Amazing Amelie

Have you asked yourself if there was any movie that has "intellectually" stimulated you lately? Difficult question if it requires a fast answer.

Luckily I was able to catch one.

Amelie
is a French film nominated in the Oscars "Best Foreign Film" this year, but too bad it lost.

Since last week was a long weekend—meaning it was one of those "no-excuses" situations where I had to be dragged again by my mom to the movies—I accidentally found myself in the moviehouse watching a French movie. At first I dreaded my mom’s choice because I couldn’t stand reading subtitles (those Crouching Tiger, Hidden Dragon flashbacks), since instead of looking at the scene itself your eyes are glued to the bottom of the screen.

Amelie,
however, was no drag. It’s a good thing that the Filipino audience is getting exposed to non-Hollywood flicks. The movie stars beautiful French actress Audrey Tautou; in some scenes she even resembles another Audrey, Audrey Hepburn.

The movie is not in the mode of the Hollywood special-effects-mega-bucks-budget flicks which at times use technical razzmatazz to make up for a very poor storyline. Amelie, it was obvious, was not a sky-is-the-limit budget; they only filmed around Paris. It was also obvious that this movie was made not for profit but for art’s sake. But it wasn’t so high-brow and unreachable. It was an engaging story telling. At first I thought I’d be sleeping throughout the movie, but I ended up laughing and enjoying myself.

Actually it made me think about a lot of things. That way it was provocative.

At first I thought it was playing with my mind — it was kinda deranged for my liking, like it emerged from the maker’s subconscious. It was just really different from the movie genre I’m used to. (I’m tempted to say, "Oh yes, it’s so French.")

Its plot is well-written, so simple, and yet wonderfully made. It’s about a young "weird" girl, Amelie, who had a very eccentric childhood. Her dad was a good man but emotionless, never hugged his daughter so that when he was checking her heart one day (he’s a doctor) and Amelie’s heart beat faster, out of happiness and excitement, he thought there was something wrong with her heart and pronounced her a heart patient for life. Her mom was a school marm, as prim and proper as they come. Grown up, Amelie works as a waitress in a small café. But because of some twisted events she ends up helping some individuals she encounters in her everyday life.

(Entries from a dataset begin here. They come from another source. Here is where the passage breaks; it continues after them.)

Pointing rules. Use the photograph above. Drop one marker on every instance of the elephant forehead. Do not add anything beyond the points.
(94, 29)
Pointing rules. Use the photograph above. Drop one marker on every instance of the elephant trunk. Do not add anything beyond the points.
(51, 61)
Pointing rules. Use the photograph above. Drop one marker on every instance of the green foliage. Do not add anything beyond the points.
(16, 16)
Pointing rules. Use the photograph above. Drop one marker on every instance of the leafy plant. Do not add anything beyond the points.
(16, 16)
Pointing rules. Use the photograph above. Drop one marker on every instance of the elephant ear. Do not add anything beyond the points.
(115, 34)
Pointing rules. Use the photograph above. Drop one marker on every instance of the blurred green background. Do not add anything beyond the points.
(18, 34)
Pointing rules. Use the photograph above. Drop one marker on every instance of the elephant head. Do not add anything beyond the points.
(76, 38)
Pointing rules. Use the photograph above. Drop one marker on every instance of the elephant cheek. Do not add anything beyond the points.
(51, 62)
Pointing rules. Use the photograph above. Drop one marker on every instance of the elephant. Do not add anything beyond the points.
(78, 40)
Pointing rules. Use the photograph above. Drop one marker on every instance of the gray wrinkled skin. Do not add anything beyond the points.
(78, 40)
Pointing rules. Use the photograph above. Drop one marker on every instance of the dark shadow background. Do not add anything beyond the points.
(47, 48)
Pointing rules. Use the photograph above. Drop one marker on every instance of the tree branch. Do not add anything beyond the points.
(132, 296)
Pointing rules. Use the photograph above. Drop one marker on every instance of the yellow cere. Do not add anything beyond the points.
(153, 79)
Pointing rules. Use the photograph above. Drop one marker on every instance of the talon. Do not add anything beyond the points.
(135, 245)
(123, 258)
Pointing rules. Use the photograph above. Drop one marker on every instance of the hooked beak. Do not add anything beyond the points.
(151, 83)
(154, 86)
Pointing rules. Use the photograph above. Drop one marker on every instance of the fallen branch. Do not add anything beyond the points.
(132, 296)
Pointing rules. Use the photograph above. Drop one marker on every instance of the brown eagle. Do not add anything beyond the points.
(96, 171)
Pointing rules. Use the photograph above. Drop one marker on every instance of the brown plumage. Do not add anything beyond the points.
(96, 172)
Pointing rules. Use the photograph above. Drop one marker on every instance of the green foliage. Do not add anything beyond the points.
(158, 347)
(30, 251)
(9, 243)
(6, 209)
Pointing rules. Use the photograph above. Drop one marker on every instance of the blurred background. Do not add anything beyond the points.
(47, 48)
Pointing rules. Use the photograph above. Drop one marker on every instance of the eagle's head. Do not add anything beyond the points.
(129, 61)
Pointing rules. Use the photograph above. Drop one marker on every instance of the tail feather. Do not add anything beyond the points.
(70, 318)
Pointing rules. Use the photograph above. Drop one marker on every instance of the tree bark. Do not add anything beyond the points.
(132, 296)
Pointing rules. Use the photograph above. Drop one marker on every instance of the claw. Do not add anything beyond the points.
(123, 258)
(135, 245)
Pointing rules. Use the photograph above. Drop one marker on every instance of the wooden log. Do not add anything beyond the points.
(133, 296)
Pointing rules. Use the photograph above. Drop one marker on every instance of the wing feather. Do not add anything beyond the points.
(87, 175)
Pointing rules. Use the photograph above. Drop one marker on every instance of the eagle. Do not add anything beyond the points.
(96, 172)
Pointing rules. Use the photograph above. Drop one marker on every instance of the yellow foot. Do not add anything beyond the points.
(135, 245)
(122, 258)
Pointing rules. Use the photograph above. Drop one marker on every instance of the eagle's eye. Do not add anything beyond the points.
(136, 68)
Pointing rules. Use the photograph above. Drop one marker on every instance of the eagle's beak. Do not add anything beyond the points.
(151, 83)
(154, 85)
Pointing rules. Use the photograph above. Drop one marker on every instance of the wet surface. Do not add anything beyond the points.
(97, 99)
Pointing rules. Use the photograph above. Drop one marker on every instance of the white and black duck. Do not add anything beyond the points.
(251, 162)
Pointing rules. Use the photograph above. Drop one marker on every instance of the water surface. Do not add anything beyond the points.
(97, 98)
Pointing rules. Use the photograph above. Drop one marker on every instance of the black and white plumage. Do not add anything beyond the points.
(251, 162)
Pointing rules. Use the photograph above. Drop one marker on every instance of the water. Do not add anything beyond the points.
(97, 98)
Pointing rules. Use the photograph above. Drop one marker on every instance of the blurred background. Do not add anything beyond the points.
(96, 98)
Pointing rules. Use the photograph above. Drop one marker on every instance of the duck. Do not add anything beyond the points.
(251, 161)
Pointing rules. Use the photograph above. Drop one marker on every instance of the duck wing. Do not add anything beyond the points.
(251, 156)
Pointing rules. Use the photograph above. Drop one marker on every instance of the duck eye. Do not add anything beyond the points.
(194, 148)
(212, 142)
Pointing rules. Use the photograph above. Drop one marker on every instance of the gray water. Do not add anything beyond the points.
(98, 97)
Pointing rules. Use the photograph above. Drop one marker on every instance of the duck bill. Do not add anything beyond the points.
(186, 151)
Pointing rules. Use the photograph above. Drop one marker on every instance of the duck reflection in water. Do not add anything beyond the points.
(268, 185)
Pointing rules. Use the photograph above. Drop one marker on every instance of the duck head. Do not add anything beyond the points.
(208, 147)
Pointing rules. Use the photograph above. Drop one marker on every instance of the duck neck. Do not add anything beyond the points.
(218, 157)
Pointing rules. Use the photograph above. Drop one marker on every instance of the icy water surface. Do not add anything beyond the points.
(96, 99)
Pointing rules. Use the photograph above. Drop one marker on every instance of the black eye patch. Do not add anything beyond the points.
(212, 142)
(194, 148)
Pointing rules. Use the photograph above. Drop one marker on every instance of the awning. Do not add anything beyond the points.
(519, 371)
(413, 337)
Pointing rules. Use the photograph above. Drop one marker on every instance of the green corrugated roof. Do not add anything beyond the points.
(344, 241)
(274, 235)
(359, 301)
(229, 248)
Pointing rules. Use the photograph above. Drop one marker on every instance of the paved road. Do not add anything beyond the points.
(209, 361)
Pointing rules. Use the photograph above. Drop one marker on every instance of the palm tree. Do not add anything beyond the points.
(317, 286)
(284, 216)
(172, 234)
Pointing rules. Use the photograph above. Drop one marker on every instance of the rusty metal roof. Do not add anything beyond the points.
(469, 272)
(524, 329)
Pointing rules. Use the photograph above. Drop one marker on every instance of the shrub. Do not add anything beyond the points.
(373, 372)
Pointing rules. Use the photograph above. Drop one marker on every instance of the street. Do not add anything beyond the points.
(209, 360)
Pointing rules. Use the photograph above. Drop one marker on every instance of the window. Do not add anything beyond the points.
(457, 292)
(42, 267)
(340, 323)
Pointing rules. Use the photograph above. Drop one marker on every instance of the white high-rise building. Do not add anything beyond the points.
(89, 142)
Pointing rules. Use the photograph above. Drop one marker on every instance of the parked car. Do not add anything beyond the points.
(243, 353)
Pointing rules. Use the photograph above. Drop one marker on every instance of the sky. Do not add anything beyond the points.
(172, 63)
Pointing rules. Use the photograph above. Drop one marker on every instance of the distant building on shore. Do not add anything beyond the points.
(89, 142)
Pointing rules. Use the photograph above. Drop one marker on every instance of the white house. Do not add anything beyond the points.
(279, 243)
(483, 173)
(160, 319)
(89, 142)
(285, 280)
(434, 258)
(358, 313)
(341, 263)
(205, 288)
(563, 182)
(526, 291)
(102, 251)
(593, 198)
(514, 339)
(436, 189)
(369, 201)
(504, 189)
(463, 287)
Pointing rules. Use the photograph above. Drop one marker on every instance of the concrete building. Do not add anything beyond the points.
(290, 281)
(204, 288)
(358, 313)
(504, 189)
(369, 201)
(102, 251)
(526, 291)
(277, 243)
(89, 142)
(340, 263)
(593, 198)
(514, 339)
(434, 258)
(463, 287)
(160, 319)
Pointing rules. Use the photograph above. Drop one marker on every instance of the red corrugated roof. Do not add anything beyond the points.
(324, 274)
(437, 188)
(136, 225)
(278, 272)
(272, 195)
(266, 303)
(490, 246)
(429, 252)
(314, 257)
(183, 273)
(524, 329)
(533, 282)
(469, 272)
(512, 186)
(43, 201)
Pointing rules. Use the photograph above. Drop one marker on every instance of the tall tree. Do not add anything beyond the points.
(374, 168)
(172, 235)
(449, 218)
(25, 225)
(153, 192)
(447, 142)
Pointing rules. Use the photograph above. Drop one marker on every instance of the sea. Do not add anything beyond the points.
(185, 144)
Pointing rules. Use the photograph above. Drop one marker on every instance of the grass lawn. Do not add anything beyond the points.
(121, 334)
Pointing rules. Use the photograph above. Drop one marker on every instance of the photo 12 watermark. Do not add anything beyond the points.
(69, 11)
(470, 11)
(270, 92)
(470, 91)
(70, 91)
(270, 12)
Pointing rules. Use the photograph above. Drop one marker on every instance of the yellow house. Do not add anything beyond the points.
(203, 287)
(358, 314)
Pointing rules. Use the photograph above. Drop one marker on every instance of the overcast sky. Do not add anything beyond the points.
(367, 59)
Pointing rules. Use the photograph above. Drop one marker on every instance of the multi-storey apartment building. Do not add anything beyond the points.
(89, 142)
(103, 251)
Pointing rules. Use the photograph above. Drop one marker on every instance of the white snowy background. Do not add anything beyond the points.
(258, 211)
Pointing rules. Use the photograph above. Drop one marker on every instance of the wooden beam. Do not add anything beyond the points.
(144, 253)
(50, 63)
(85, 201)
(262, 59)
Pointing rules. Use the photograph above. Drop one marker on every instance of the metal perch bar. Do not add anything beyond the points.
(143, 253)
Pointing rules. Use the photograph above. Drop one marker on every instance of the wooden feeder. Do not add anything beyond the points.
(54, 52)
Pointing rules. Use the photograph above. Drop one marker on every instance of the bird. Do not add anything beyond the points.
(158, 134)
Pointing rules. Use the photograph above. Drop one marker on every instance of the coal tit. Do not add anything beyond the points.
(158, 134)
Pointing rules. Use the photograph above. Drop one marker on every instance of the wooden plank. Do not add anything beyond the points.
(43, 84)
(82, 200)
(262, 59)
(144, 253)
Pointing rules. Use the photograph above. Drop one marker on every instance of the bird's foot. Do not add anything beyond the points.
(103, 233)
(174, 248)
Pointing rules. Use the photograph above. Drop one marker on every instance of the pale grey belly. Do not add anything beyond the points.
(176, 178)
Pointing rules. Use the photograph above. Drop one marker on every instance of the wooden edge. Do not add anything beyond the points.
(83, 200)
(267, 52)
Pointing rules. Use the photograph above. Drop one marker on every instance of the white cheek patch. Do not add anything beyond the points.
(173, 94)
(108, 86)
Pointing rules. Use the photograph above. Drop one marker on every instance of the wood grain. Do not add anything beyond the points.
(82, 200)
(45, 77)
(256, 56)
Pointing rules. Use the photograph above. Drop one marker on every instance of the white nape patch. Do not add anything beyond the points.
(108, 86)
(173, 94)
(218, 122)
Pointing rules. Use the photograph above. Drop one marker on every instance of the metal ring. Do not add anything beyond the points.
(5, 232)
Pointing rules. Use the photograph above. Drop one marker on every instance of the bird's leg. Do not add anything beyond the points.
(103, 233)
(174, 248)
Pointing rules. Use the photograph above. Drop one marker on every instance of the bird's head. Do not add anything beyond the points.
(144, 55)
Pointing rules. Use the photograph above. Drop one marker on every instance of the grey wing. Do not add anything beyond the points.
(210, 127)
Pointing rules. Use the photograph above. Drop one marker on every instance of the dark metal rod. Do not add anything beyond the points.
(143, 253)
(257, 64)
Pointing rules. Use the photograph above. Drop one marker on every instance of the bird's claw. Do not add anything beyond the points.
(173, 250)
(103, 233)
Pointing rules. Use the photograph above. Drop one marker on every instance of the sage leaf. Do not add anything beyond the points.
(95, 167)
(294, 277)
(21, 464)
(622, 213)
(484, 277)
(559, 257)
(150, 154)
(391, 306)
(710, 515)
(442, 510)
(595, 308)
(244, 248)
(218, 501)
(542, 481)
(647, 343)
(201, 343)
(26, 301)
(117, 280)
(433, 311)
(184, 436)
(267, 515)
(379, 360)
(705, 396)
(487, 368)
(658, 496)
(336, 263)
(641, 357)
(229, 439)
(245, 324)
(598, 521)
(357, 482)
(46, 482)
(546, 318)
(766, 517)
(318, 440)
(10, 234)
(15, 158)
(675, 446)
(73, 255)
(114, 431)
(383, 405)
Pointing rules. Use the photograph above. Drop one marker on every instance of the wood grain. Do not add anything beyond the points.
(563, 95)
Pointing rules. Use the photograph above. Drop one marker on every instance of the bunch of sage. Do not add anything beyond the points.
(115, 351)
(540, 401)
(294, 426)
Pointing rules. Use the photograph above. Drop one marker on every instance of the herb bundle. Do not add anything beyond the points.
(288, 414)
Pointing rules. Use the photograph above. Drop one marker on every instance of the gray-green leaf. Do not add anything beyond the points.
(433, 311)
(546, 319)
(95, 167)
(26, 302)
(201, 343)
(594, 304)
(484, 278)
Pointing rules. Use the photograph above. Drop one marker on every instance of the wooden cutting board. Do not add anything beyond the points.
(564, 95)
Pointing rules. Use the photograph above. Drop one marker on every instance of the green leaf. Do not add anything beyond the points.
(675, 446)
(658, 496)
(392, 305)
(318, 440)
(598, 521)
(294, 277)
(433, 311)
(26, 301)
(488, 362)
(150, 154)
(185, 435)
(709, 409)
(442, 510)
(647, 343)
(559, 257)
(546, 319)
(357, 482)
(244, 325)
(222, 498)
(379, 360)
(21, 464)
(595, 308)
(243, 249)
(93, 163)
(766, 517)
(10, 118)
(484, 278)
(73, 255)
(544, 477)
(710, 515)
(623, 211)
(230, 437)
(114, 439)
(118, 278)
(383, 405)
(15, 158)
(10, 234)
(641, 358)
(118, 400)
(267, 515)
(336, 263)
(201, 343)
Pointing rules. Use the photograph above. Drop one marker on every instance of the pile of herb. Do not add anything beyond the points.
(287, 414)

She lives in her own little world, and in one way or another plays guardian angel or Santa Claus to someone. If you’re nice you will be rewarded but if you’re not, be prepared to suffer the consequences because she’s the type who can play pranks and use psychological warfare. Though she helps others, because she lives in a fairy-tale world, she cannot help herself.

Perhaps this movie isn’t really for everybody, not just because there are some explicit scenes, and you must have the maturity to disregard those and focus deeper on what the movie is trying to say. It’s a rather philosophical movie because it made me realize that we have our own Amelies inside us and we need to snap out of our "own" make-believe world and start living. Or get a life. I don’t consider this as a romantic flick, even if I can’t put away the romanticism in this movie, it talks more about life.

Though for some Amelie might be a little boring; being able to appreciate things that are different just like Amelie, for instance, is a big achievement in itself. At the end it’s the type of movie that makes you a bit wiser, not dumber. I like to watch more Art Films since they always focus more on life and human expression—done not for profit alone.